Sano Daisuke, Yabuki Kenichiro, Takahashi Hideaki, Arai Yasuhiro, Chiba Yoshihiro, Tanabe Teruhiko, Nishimura Goshi, Oridate Nobuhiko
Department of Otorhinolaryngology, Head and Neck Surgery, Yokohama City University, School of Medicine, Yokohama, Japan.
Department of Otorhinolaryngology, Head and Neck Surgery, Yokohama City University, School of Medicine, Yokohama, Japan.
Auris Nasus Larynx. 2018 Aug;45(4):846-853. doi: 10.1016/j.anl.2017.11.015. Epub 2017 Dec 2.
The purpose of this study is to validate the concept of lymph node ratio (LNR) in head and neck squamous cell carcinoma (HNSCC).

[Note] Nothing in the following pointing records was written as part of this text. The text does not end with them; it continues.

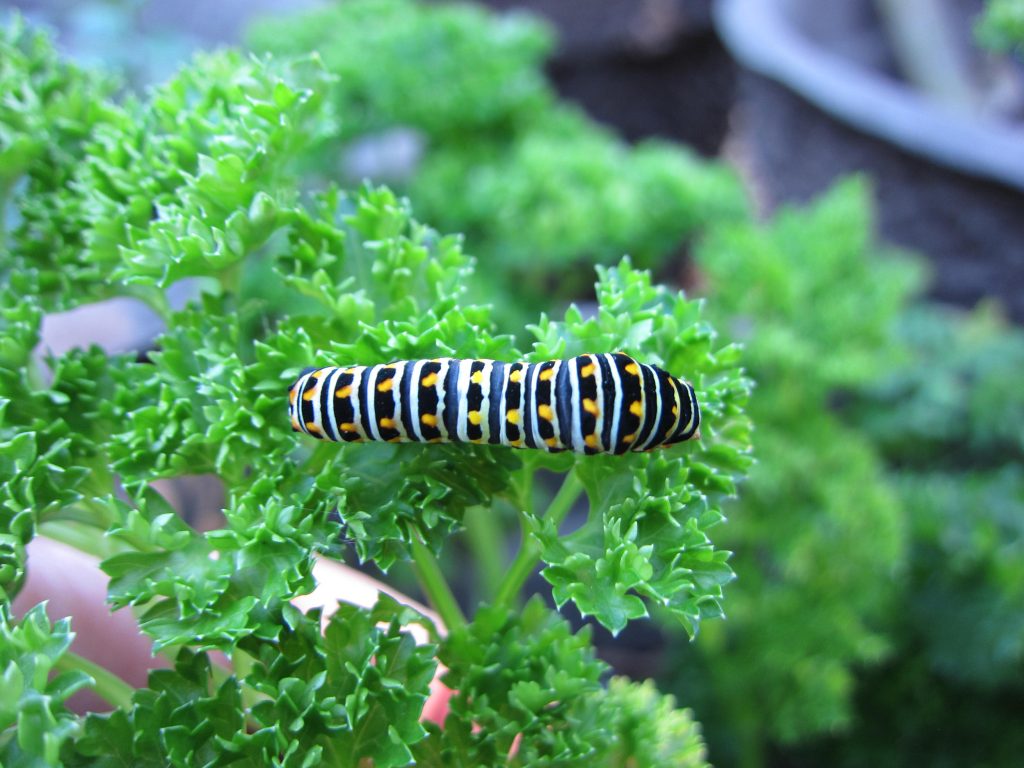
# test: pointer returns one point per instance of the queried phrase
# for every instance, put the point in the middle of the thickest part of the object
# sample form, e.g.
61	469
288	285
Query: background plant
201	179
540	190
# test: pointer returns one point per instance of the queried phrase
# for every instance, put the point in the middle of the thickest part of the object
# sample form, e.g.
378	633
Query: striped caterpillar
594	403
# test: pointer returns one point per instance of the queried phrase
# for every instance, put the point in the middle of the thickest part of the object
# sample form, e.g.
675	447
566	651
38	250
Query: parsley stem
529	550
109	686
484	536
435	586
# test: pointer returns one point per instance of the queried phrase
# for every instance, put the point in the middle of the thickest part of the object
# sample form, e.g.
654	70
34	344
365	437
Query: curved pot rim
759	35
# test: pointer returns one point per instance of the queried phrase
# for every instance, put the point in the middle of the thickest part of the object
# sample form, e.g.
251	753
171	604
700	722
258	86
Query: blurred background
844	182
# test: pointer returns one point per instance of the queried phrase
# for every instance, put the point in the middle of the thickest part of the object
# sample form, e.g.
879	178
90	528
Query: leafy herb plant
200	178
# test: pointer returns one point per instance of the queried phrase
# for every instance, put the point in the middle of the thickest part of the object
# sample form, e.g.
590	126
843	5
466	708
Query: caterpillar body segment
593	403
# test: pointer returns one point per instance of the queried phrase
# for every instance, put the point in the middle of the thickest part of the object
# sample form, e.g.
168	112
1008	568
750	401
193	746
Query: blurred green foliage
818	535
1000	28
202	178
540	192
950	423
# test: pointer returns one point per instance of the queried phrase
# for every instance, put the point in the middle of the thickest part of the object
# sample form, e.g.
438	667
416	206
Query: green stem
484	538
529	550
435	586
109	686
80	536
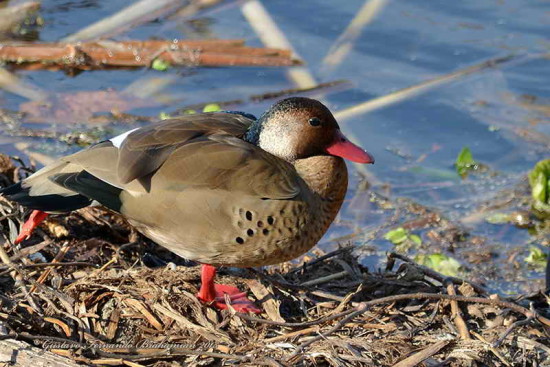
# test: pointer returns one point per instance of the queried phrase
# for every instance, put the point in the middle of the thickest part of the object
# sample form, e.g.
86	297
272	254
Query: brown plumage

A total of 63 patients with HNSCC who underwent resection of the primary tumor combined with neck dissection in our institution were analyzed in this study. LNR was defined as the number of positive lymph nodes divided by the total number of lymph nodes excised. LNR was categorized into two groups (<0.068 and ≥0.068) according to the results of receiver-operating characteristic plots for determination of the cut-off value.
LNR≥0.068 was associated with poor overall survival (OS), progression-free survival (PFS) and locoregional recurrence-free survival (LRFS) after resection of the primary tumor combined with neck dissection in patients with HNSCC. Univariate and multivariate data analysis showed that LNR≥0.068 was an independent prognostic factor for OS, PFS and LRFS. Both pathological T stage status (pT3 or 4) and ≥3 positive LNs were also an independent prognostic factors for PFS in patients with HNSCC in our univariate and multivariate analysis.
These results suggested that LNR could be useful tools in identifying HNSCC patients with poor outcomes.
本研究旨在验证头颈部鳞状细胞癌(HNSCC)中淋巴结比率(LNR)的概念。
本研究分析了在我院接受原发肿瘤切除联合颈部清扫术的63例HNSCC患者。LNR定义为阳性淋巴结数量除以切除的淋巴结总数。根据用于确定临界值的受试者工作特征曲线结果,将LNR分为两组(<0.068和≥0.068)。
在HNSCC患者中,LNR≥0.068与原发肿瘤切除联合颈部清扫术后的总生存期(OS)、无进展生存期(PFS)和无局部区域复发生存期(LRFS)较差相关。单因素和多因素数据分析表明,LNR≥0.068是OS、PFS和LRFS的独立预后因素。在我们的单因素和多因素分析中,病理T分期状态(pT3或4)和≥3个阳性淋巴结也是HNSCC患者PFS的独立预后因素。
这些结果表明,LNR可能是识别预后不良的HNSCC患者的有用工具。